Why Backwards Compatibility May Be More Important Than Ever


A while ago I did a post talking about the challenges Nintendo faces in getting its digital library running on the Wii U. People have criticized their handling of backwards compatibility on the system, but at least the Wii U has backwards compatibility.

EA at the Goldman Sachs Technology and Internet Conference seems to think that neither Sony nor Microsoft will have it at all in their next generation consoles. This issue seems to be heatedly split between people who care and people who don’t care.

First however, let me clarify one thing: No backwards compatibility means none whatsoever for any PS3 or Xbox 360 games, be they on physical discs or downloaded from PlayStation Network and Xbox Live Arcade. Physical and digital games on each system are developed for the same hardware, the only difference being the delivery mechanism, and thus follow the same technical rules. Physical and digital share the same fate for native PS3 or 360 games. Sony will probably get the PS1 emulator working on PS4, but I imagine that’s about it if it doesn’t have full BC.

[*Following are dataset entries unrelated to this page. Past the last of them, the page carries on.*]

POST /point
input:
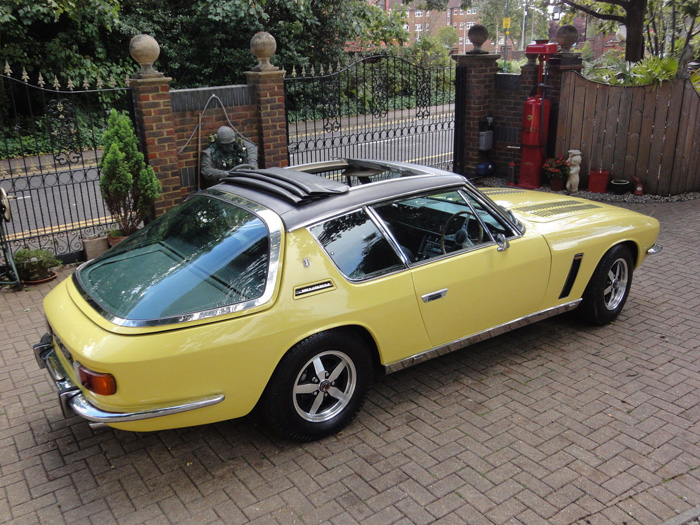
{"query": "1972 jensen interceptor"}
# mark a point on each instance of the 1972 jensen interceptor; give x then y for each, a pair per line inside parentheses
(287, 289)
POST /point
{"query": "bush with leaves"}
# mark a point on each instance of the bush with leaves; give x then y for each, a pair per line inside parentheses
(612, 69)
(128, 186)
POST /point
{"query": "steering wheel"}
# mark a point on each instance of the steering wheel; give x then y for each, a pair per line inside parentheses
(462, 237)
(242, 167)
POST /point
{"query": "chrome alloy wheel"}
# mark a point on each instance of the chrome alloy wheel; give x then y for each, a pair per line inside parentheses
(616, 284)
(324, 386)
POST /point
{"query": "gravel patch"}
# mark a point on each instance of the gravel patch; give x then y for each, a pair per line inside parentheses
(497, 182)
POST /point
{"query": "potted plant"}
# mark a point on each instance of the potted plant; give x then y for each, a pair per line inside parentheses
(620, 186)
(128, 186)
(557, 170)
(34, 266)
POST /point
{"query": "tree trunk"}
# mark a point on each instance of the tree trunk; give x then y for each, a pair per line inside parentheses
(634, 22)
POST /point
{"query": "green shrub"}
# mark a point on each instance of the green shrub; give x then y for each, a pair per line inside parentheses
(128, 186)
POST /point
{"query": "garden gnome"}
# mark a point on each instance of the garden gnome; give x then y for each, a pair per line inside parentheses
(226, 152)
(574, 162)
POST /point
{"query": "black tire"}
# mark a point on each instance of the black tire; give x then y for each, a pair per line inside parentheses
(335, 365)
(608, 289)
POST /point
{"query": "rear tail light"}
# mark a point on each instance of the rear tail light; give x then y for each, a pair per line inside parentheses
(103, 384)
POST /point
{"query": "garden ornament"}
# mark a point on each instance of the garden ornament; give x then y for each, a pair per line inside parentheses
(227, 151)
(574, 169)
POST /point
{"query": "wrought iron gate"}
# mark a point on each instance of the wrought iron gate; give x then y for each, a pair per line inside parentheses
(380, 107)
(50, 146)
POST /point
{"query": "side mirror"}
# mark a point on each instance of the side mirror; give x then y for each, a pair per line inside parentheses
(502, 242)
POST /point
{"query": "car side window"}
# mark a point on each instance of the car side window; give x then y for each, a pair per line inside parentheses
(356, 246)
(432, 225)
(492, 222)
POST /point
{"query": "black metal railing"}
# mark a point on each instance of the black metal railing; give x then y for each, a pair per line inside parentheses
(380, 107)
(50, 147)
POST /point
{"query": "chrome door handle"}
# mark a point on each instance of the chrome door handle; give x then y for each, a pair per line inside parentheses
(432, 296)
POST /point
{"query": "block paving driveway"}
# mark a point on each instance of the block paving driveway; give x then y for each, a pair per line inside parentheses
(554, 423)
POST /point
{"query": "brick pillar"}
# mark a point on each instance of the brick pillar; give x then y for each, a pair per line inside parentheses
(154, 121)
(474, 93)
(270, 109)
(271, 117)
(558, 65)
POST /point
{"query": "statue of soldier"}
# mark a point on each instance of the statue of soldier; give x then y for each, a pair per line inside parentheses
(224, 154)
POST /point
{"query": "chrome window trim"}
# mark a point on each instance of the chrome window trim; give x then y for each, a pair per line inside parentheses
(274, 226)
(479, 337)
(516, 228)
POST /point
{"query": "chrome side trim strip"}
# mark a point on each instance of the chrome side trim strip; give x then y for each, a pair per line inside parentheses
(481, 336)
(655, 249)
(73, 402)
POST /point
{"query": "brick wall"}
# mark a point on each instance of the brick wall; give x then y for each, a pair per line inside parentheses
(212, 107)
(174, 126)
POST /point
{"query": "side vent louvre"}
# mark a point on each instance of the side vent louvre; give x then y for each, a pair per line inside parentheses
(573, 273)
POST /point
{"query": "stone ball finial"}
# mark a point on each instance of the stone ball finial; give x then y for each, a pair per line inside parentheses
(567, 36)
(145, 50)
(263, 45)
(478, 34)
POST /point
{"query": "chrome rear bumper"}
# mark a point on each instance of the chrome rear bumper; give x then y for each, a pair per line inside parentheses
(73, 402)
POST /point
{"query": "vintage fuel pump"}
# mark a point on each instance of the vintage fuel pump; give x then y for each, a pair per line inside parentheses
(536, 121)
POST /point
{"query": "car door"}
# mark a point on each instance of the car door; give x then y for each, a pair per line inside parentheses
(463, 283)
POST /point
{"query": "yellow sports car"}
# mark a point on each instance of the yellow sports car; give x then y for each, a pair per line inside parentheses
(289, 289)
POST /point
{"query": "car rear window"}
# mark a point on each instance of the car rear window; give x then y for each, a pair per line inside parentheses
(203, 255)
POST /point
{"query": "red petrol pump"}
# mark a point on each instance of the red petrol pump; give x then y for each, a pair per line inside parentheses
(535, 121)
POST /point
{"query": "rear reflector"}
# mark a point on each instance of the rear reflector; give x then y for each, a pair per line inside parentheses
(103, 384)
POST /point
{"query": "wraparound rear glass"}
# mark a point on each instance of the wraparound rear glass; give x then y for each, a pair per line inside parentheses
(206, 254)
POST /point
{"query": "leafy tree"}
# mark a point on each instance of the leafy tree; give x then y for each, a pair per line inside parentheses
(41, 36)
(206, 42)
(659, 26)
(203, 42)
(128, 186)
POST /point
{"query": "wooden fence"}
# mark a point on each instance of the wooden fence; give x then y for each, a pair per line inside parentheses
(648, 132)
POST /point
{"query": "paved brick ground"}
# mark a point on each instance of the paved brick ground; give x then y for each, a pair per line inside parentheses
(555, 423)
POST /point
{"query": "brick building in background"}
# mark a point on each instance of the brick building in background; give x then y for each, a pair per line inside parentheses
(421, 23)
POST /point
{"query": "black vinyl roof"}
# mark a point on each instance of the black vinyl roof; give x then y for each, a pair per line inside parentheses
(302, 198)
(296, 187)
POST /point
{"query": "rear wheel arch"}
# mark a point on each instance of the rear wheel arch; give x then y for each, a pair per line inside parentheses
(334, 367)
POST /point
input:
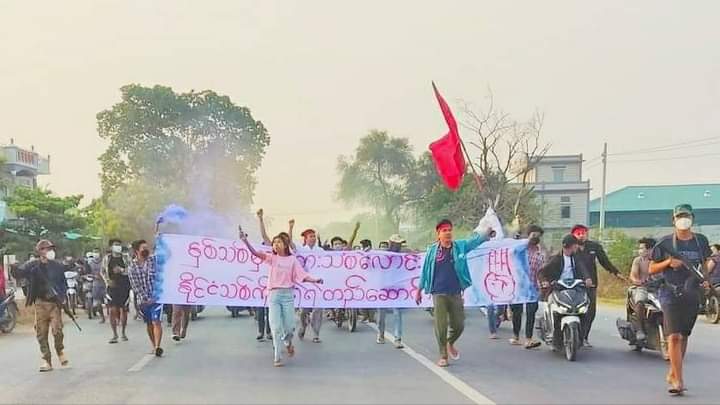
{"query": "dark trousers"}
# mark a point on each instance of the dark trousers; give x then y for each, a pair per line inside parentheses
(261, 316)
(589, 318)
(517, 310)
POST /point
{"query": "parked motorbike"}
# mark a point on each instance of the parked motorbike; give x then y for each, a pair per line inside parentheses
(8, 312)
(560, 325)
(653, 324)
(71, 280)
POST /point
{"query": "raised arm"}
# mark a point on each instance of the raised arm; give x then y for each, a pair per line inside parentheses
(260, 255)
(291, 226)
(351, 241)
(263, 231)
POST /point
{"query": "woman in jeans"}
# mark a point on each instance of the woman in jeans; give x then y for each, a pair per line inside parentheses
(285, 271)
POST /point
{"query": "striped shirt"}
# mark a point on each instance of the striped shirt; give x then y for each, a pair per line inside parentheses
(142, 278)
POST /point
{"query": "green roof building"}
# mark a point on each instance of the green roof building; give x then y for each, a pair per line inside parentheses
(647, 210)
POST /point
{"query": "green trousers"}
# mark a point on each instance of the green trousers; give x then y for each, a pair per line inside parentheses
(449, 320)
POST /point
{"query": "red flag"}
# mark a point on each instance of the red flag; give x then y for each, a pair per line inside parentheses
(446, 151)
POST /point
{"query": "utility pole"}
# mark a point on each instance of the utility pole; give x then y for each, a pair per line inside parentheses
(602, 197)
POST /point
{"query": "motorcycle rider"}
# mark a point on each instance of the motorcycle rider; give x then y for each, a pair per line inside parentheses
(639, 275)
(47, 291)
(562, 266)
(590, 252)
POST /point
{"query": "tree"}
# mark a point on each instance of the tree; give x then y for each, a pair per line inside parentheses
(199, 141)
(508, 151)
(465, 207)
(377, 175)
(41, 215)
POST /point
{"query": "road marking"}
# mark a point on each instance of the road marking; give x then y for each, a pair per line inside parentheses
(471, 393)
(142, 363)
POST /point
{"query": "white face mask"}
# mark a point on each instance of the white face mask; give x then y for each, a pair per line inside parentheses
(683, 224)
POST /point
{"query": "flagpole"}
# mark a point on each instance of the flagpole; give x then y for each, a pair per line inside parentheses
(472, 166)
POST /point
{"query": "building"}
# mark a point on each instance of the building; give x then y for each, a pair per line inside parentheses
(561, 193)
(647, 210)
(20, 168)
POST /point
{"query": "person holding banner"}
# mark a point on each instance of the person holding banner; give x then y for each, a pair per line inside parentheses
(285, 271)
(445, 275)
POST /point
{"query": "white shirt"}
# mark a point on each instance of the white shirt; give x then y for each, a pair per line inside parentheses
(568, 273)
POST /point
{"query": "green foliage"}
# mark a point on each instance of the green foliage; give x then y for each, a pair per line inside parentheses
(377, 175)
(41, 215)
(199, 139)
(197, 149)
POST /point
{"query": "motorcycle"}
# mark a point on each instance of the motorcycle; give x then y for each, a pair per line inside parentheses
(72, 285)
(712, 312)
(653, 324)
(8, 312)
(560, 325)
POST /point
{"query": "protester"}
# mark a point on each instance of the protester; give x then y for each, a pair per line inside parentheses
(142, 273)
(639, 275)
(47, 291)
(677, 256)
(285, 270)
(445, 275)
(98, 286)
(536, 259)
(310, 316)
(395, 244)
(115, 274)
(590, 252)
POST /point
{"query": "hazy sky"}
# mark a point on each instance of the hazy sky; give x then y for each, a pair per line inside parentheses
(320, 74)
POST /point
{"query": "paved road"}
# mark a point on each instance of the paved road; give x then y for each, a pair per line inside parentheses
(222, 363)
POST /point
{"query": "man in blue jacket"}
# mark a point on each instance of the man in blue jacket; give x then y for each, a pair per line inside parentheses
(445, 275)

The fact that people seem to assume a discrepancy exists between digital and physical when it comes to backwards compatibility though highlights the reason why people care about it now — the content tied to their PSN and XBL accounts.

Before, a game console was generally its own self-contained system — you bought physical media for that one machine to play on that one machine. Any kind of persistence between console generations was a luxury, generally only introduced when Sony brought about the idea of “PlayStation” continuing across more than one machine.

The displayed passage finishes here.